Data lakes have captured the imagination in the past few months. The idea of having all of your data stored in a ‘lake’ – available to all and sundry – is very appealing to both data architects and to the business users of the data. Not having to integrate data from different data repositories and accelerating data usage sounds like a wonderful idea to everyone – and that’s if you already know what data you need and where to find it! The promise of Big Data is that you can look for correlations and relationships between data entities that you didn’t know existed…largely because your data was scattered around different repositories and you never had the ability to discover these correlations and relationships.

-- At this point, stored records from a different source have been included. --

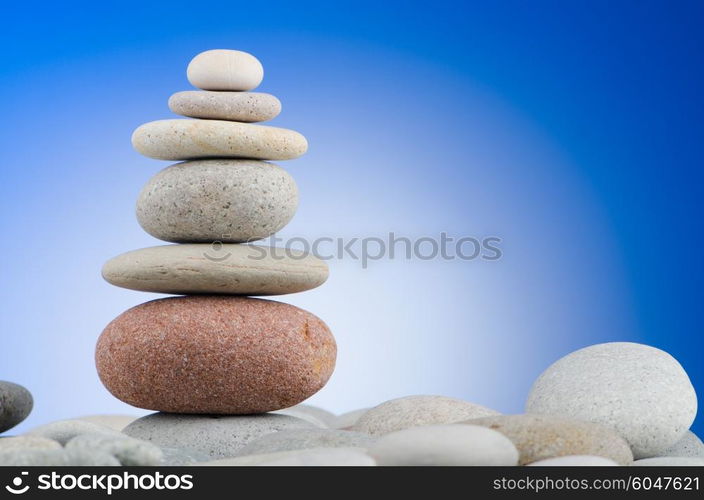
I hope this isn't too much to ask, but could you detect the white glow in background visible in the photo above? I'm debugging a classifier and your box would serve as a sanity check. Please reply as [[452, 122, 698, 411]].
[[0, 36, 635, 431]]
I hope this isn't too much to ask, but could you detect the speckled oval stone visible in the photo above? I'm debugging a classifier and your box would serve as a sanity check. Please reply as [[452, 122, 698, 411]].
[[465, 414, 634, 465], [132, 119, 307, 161], [136, 160, 298, 243], [102, 244, 328, 295], [0, 381, 33, 433], [526, 342, 697, 459], [169, 91, 281, 122], [187, 49, 264, 91], [352, 395, 499, 435], [96, 296, 336, 414]]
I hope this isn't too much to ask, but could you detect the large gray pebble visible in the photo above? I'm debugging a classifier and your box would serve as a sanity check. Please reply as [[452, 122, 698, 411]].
[[199, 447, 375, 466], [660, 431, 704, 458], [136, 160, 298, 243], [66, 433, 163, 466], [0, 436, 61, 451], [0, 448, 120, 466], [352, 395, 499, 435], [0, 381, 33, 433], [526, 342, 697, 459], [27, 419, 123, 445], [632, 457, 704, 466], [238, 429, 376, 456], [123, 413, 316, 460], [369, 424, 519, 466]]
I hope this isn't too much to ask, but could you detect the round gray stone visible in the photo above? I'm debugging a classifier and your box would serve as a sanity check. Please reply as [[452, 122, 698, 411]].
[[526, 342, 697, 459], [136, 160, 298, 243], [199, 447, 375, 466], [26, 419, 123, 445], [102, 244, 328, 295], [369, 424, 519, 466], [238, 429, 376, 456], [465, 414, 634, 465], [660, 431, 704, 458], [132, 119, 307, 161], [169, 91, 281, 122], [0, 381, 33, 433], [352, 395, 499, 435], [123, 413, 316, 460], [66, 433, 163, 466]]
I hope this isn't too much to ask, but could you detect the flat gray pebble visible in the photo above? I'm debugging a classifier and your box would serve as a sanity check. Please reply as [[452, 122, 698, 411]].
[[238, 429, 376, 456], [0, 381, 33, 433], [123, 412, 316, 460], [199, 447, 375, 466]]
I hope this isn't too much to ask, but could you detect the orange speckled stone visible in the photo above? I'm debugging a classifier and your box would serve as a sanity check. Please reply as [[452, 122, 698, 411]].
[[95, 296, 336, 414]]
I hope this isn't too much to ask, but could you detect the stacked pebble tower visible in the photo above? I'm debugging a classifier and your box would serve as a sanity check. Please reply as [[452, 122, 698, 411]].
[[96, 49, 336, 415]]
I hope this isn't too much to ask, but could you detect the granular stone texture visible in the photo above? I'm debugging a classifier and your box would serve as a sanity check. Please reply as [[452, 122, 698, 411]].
[[136, 160, 298, 243], [0, 381, 33, 433], [352, 395, 499, 435], [660, 431, 704, 458], [132, 119, 307, 161], [96, 296, 336, 414], [526, 342, 697, 458], [169, 91, 281, 122], [465, 414, 634, 465]]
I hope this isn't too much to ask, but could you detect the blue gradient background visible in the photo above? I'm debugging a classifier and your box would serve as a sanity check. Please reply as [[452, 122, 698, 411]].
[[1, 1, 701, 435]]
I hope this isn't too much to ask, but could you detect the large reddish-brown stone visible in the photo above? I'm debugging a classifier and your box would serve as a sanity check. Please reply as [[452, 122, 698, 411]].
[[96, 296, 336, 414]]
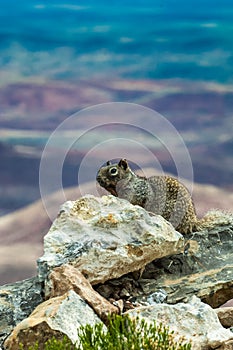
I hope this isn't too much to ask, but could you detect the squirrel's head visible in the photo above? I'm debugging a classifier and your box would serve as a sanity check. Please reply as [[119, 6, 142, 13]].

So, data lakes sound like a great idea. But what is the reality behind implementing a data lake in a typical organization? Depending upon who you listen to, a data lake can be as simple as firing up a Hadoop cluster and moving your data into HDFS – the Hadoop cluster becomes your data lake. However, the reality is much, much more complex than that. Most organizations already have numerous data repositories – data warehouses, operational data stores, data stored in files (e.g. log files, Excel spreadsheets, etc.), and so on. It is simply not realistic to load all of this data into a central repository (the ‘data lake’) and give everyone access to it. If you also add in the so-called Big Data – clickstream data, sensor data, data from mobile devices, data from social media, etc. – then the picture gets even more complex. Now you have data of different formats and structure, different levels of quality and veracity, with different security and privacy requirements and you don’t want to simply mix them all together into a central data lake – that’s how the data lake becomes a data swamp! You don’t want to mix your cleansed and verified historical reporting data with unfiltered data coming from, say, mobile devices.
However, this doesn’t mean that the concept of a data lake is wrong – or that you can’t take advantage of a data lake. Using Data Virtualization, it’s possible to leave the data in its current repository, such as a data warehouse, Excel spreadsheet, operational database, or even Hadoop, and use the Data Virtualization layer to create a virtual – or logical – data lake. In essence, each existing data repository acts like a small data lake (a ‘data pond’?) and the Data Virtualization layer provides access to each data pond to create the overall logical data lake. This is illustrated in the diagram below.
Because the data remains in its original repository and is queried on-demand by the Data Virtualization layer, no mass copying or replication of data into a central data lake is required. However, to the consumers of the data – for example, BI and reporting tools, applications, and so on – the data looks like it is a single data source, i.e. an integrated ‘logical’ data lake.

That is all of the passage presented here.